The company said the routes covered will need to be agreed on by both parties and will be subject to DDC obtaining required regulatory approvals.

“It’s a pretty massive credibility boost for Drone Delivery Canada,” GMP Securities analyst Deepak Kaushal, whose firm acted as financial adviser to DDC for the agreement, said in an interview.

“It’s the first time a real global airline has partnered with a drone company to build an operation,” said Mr. Kaushal, who has a “buy” rating on the stock and $2.38 target price as of March 26.

The company, which last year received Canadian regulatory approval to begin commercial operations, is expected to start generating revenue later this year from a $2.5-million agreement it has to provide services to the Moose Cree First Nation, an isolated community in Northern Ontario.

While competition in the drone business is heating up, including from giant technology players such as Inc. and Alphabet Inc.'s Google, Mr. Di Benedetto said in an interview last week that those services only help to legitimize the industry.

“It’s a small number of operators, in my opinion, that will be allowed to operate and we’ve positioned ourselves, I think, very strategically ahead of the game to secure as much of this [market] as we can.”

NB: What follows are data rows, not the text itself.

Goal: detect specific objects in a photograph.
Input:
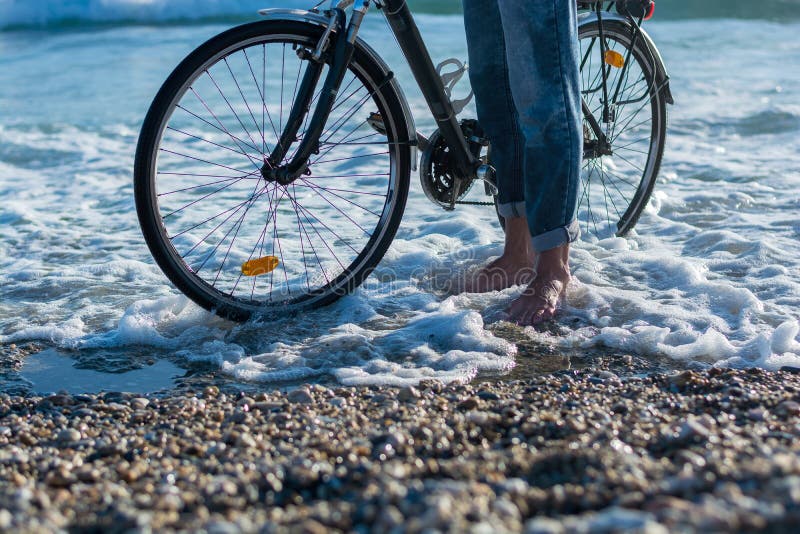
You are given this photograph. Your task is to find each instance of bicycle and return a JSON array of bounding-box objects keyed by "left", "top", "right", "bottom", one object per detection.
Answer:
[{"left": 134, "top": 0, "right": 673, "bottom": 321}]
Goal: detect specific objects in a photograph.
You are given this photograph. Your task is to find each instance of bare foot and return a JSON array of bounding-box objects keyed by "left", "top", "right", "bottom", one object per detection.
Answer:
[
  {"left": 506, "top": 244, "right": 571, "bottom": 326},
  {"left": 461, "top": 217, "right": 536, "bottom": 293}
]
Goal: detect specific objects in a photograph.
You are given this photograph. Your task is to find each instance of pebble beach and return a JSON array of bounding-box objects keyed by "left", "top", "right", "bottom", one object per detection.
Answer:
[{"left": 0, "top": 368, "right": 800, "bottom": 533}]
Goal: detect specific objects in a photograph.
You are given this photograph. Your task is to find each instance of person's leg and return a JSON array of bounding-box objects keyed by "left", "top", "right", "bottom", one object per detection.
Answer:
[
  {"left": 498, "top": 0, "right": 583, "bottom": 325},
  {"left": 462, "top": 0, "right": 535, "bottom": 293}
]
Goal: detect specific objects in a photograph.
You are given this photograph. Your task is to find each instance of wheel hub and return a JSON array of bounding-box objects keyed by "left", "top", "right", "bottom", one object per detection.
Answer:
[{"left": 261, "top": 160, "right": 311, "bottom": 185}]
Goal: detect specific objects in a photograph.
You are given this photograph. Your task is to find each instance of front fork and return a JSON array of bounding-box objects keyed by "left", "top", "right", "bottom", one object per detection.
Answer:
[{"left": 261, "top": 0, "right": 371, "bottom": 185}]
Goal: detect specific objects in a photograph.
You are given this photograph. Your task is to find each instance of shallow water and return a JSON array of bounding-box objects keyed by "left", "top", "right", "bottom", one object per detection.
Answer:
[{"left": 0, "top": 6, "right": 800, "bottom": 391}]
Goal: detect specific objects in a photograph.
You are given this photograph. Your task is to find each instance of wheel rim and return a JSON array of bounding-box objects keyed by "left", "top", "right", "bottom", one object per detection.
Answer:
[
  {"left": 145, "top": 35, "right": 398, "bottom": 310},
  {"left": 578, "top": 27, "right": 663, "bottom": 239}
]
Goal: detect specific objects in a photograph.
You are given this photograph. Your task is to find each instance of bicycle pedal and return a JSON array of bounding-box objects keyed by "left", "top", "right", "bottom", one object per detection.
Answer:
[
  {"left": 367, "top": 111, "right": 386, "bottom": 135},
  {"left": 604, "top": 50, "right": 625, "bottom": 69},
  {"left": 242, "top": 256, "right": 280, "bottom": 276}
]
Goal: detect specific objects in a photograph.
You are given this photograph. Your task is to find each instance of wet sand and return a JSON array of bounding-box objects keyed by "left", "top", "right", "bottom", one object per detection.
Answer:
[{"left": 0, "top": 369, "right": 800, "bottom": 532}]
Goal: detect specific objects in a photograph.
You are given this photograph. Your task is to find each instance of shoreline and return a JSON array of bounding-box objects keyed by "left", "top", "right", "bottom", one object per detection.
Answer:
[{"left": 0, "top": 369, "right": 800, "bottom": 532}]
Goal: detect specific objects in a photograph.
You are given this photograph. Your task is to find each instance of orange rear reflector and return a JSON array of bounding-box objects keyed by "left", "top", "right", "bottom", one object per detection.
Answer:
[{"left": 242, "top": 256, "right": 280, "bottom": 276}]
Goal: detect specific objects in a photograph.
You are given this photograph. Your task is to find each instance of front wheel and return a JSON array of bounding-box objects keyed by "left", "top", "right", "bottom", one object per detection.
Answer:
[
  {"left": 134, "top": 21, "right": 411, "bottom": 320},
  {"left": 495, "top": 21, "right": 667, "bottom": 239}
]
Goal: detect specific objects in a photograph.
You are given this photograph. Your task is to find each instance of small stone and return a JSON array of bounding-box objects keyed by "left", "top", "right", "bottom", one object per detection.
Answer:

Early-stage company investors are eyeing DDC stock, but are reluctant to buy in at this stage.

“We would need to see some early revenue. It’s not about the dollar amount, but the quality of the revenue,” said Maria Pacella, portfolio manager and senior vice-president of private-equity venture capital at Vancouver-based PenderFund Capital Management.

“It’s on our radar,” she said. “We like the market. We like this company. The recent announcement is another indication that it has a real chance to be a leader in this space.”